In that time period, 91% of those patients required treatment in intensive care units because of their withdrawal symptoms, and 24% needed to be intubated.

That was in part because the doctors found they could treat the severe withdrawal symptoms with a combination of drugs, including dexmedetomidine, that is permitted to be dispensed only in an ICU, Perrone said.

Over the course of the study, 137 patients were treated with dexmedetomidine, and all saw their withdrawal symptoms decrease. But the need for ICU treatment presents an additional challenge for treating patients in medetomidine withdrawal.

“We don’t have a lot of capacity in the ICU,” Perrone said. “Usually, you don’t need to be in the ICU for opioid withdrawal.”

At one health system where Perrone and her colleagues gathered data, patients were tested for medetomidine and its byproducts as it exits the body. All patients with abnormal withdrawal symptoms treated there tested positive for the drug.

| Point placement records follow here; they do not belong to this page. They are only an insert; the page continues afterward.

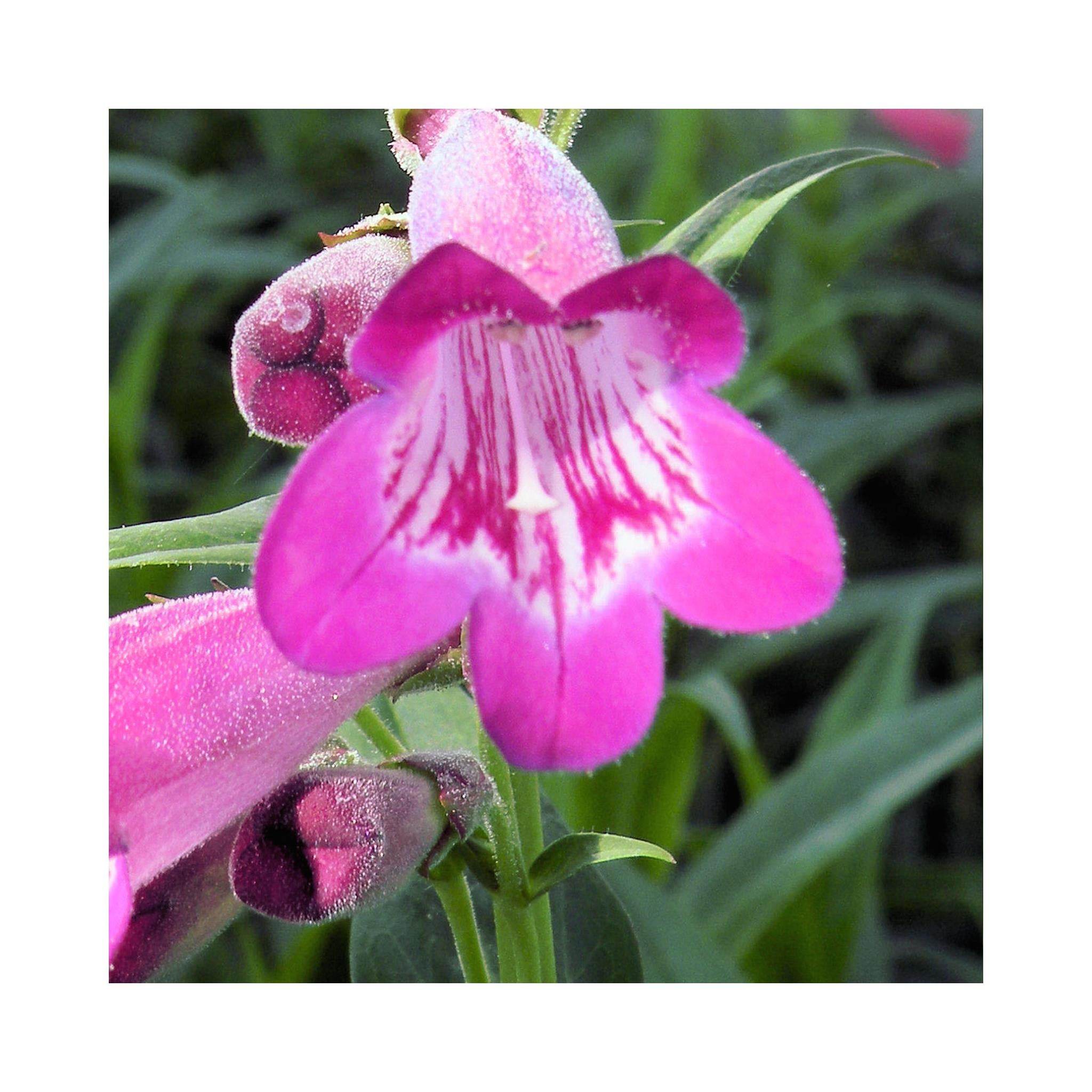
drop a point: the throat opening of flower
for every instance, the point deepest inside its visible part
(531, 495)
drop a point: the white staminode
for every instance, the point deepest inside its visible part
(530, 496)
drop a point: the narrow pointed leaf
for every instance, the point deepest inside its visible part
(228, 537)
(822, 807)
(719, 235)
(574, 852)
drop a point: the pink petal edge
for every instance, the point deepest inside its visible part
(572, 701)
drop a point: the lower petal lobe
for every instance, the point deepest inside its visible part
(571, 696)
(336, 590)
(767, 555)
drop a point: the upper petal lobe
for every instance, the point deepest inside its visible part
(503, 189)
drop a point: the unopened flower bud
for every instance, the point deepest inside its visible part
(329, 841)
(290, 353)
(417, 132)
(335, 839)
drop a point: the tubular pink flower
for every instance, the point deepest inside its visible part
(290, 352)
(208, 717)
(543, 458)
(945, 134)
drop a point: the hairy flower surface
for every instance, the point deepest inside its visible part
(290, 352)
(543, 458)
(207, 718)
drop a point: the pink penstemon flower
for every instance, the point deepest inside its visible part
(544, 459)
(290, 352)
(945, 134)
(207, 718)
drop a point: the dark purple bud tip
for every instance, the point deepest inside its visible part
(295, 405)
(465, 790)
(330, 841)
(285, 326)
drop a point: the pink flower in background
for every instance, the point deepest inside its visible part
(290, 353)
(207, 718)
(544, 458)
(945, 134)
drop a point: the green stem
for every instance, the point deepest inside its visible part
(529, 818)
(563, 127)
(379, 735)
(456, 898)
(517, 935)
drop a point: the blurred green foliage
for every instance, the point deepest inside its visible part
(821, 788)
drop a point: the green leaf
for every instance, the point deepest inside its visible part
(719, 235)
(574, 852)
(229, 537)
(593, 937)
(406, 938)
(879, 679)
(648, 794)
(864, 604)
(438, 720)
(823, 806)
(674, 947)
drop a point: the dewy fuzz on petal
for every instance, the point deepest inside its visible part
(330, 841)
(503, 189)
(207, 717)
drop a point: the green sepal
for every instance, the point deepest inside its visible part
(228, 537)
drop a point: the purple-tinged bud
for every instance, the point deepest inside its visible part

Better drug testing at more hospitals could help doctors more quickly identify patients who need treatment for medetomidine withdrawal, Perrone said.

The CDC’s report presented Philadelphia’s experience alongside evidence from other big cities about the threat of medetomidine.

In Chicago, researchers outlined an overdose spike from medetomidine mixed with opioids, suspected to have sickened 178 people in a single week in May 2024.

In Pittsburgh, researchers looked at 23 cases of suspected medetomidine withdrawal at two hospitals between October 2024 and March 2025.